Tuesday, May 06, 2014

State announces new test to show if students are prepared for workforce

(From the Missouri Department of Elementary and Secondary Education)

In support of the Department of Elementary and Secondary Education's goal that all students graduate ready for college and career, the Department has announced ACT WorkKeys® as an additional academic measure that districts and charter schools can use to gauge students' proficiency as they graduate from high school. This assessment is focused on the practical application of literacy, mathematics, and the ability to efficiently access information.

Reading for information, applying mathematical calculation and problem solving, and locating information are skills employers say are critical to job success. Use of the assessment can help students identify their current career skills as well as identify areas that need improvement as they plan for their futures. Students who succeed on the assessment qualify for ACT's National Career Readiness Certificate.

"One of our primary goals is to make sure students graduate ready to succeed in college and career," said Dennis Cooper, assistant commissioner in the Office of Quality Schools. "Including the use of the WorkKeys® assessment as an option for districts and charter schools helps us do that, and it gives students, parents and teachers another way to see how well students are learning."

ACT WorkKeys® is a component of Missouri's Certified Work Ready Communities (CWRC) initiative. The state was one of seven in the country chosen to participate in CWRC. The initiative is a voluntary effort guided by community leaders to align workforce and education to meet the economic needs of the state and local communities.

3 comments:

Anonymous said...

Let's see--communication,math, information skills--so they make sure the students can say "Do you want to SuperSize your meal while they text their friends??

Anonymous said...

Oh boy!!! Another test! And that means more $$$$ for a test company.
And probably more test practice and less real instruction.

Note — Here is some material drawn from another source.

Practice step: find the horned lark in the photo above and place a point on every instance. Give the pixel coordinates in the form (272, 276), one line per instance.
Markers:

I'd really like my kids to have teachers TEACHING them to read, write, do math, understand how society works and how our country came to be (ugly parts and all). I want them to be able to have an intelligent conversation and be able to think and determine truth.

I DO NOT want all their time spent trying to learn how to take every blasted test that someone (without any background in how learning happens or child development) has deemed the ultimate in deciding their future or the future of their teachers and schools.

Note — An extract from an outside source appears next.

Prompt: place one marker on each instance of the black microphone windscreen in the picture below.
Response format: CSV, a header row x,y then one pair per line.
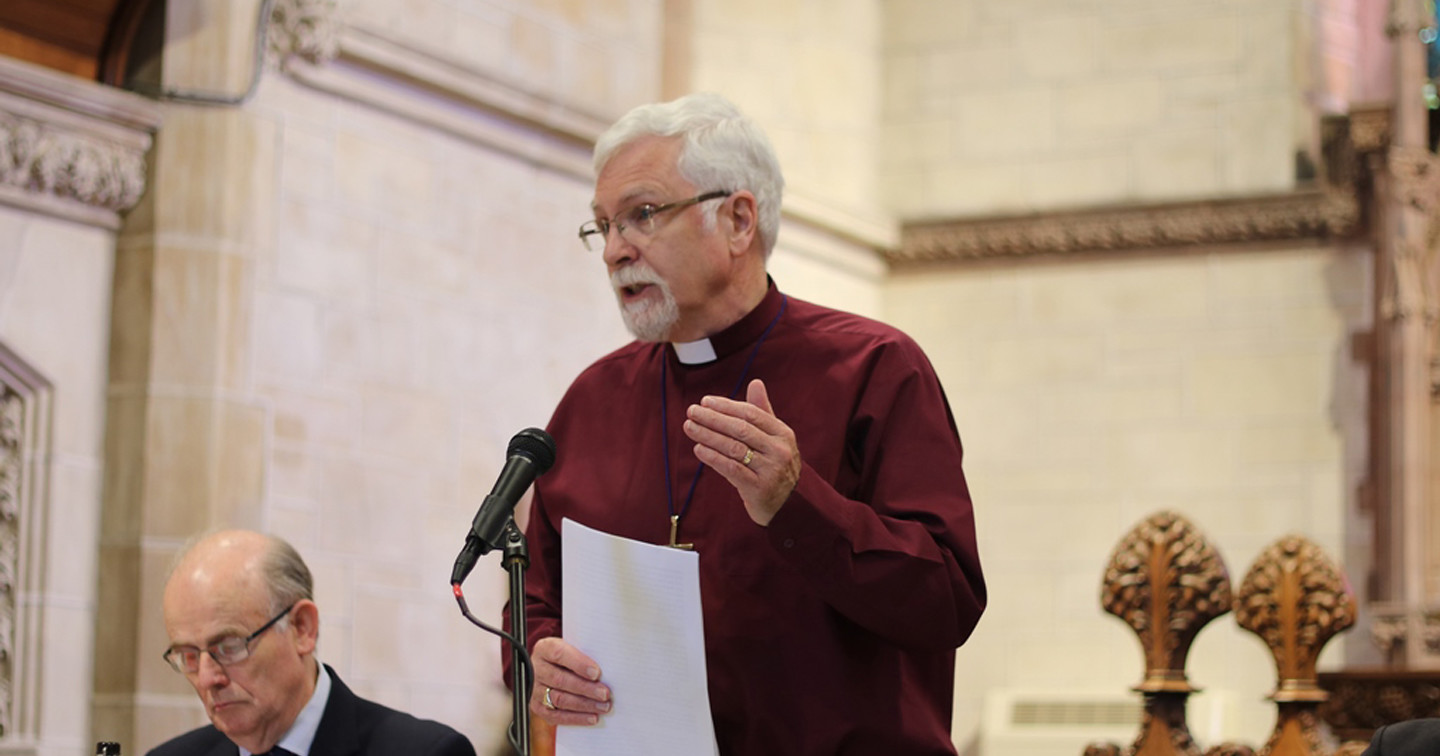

Here we go. Just one more hoop to stress out students, teachers and anyone else forced to live by numbers from computer generated reports.

Anonymous said...

I am in complete agreement with everything 5:11 said. There is no such thing as teaching anymore. Teachers are paid to give tests and collect data, not teach. How students are supposed to learn when they move from one test to another to another is beyond me. I feel so sorry for the students today. The tests are ridiculous. The big push now is pretest and post-test. You give a student a test over something they have never learned, "teach" them in the limited time you have before the next assessment, and then test them again to see how they do. Surprise! They score better on the post-test. This is how the district manipulates data to show that the students are learning. Of course none of what they "learned" is retained, because they never have a chance to spend any real time learning it and applying it to real world situations. Testing is not teaching.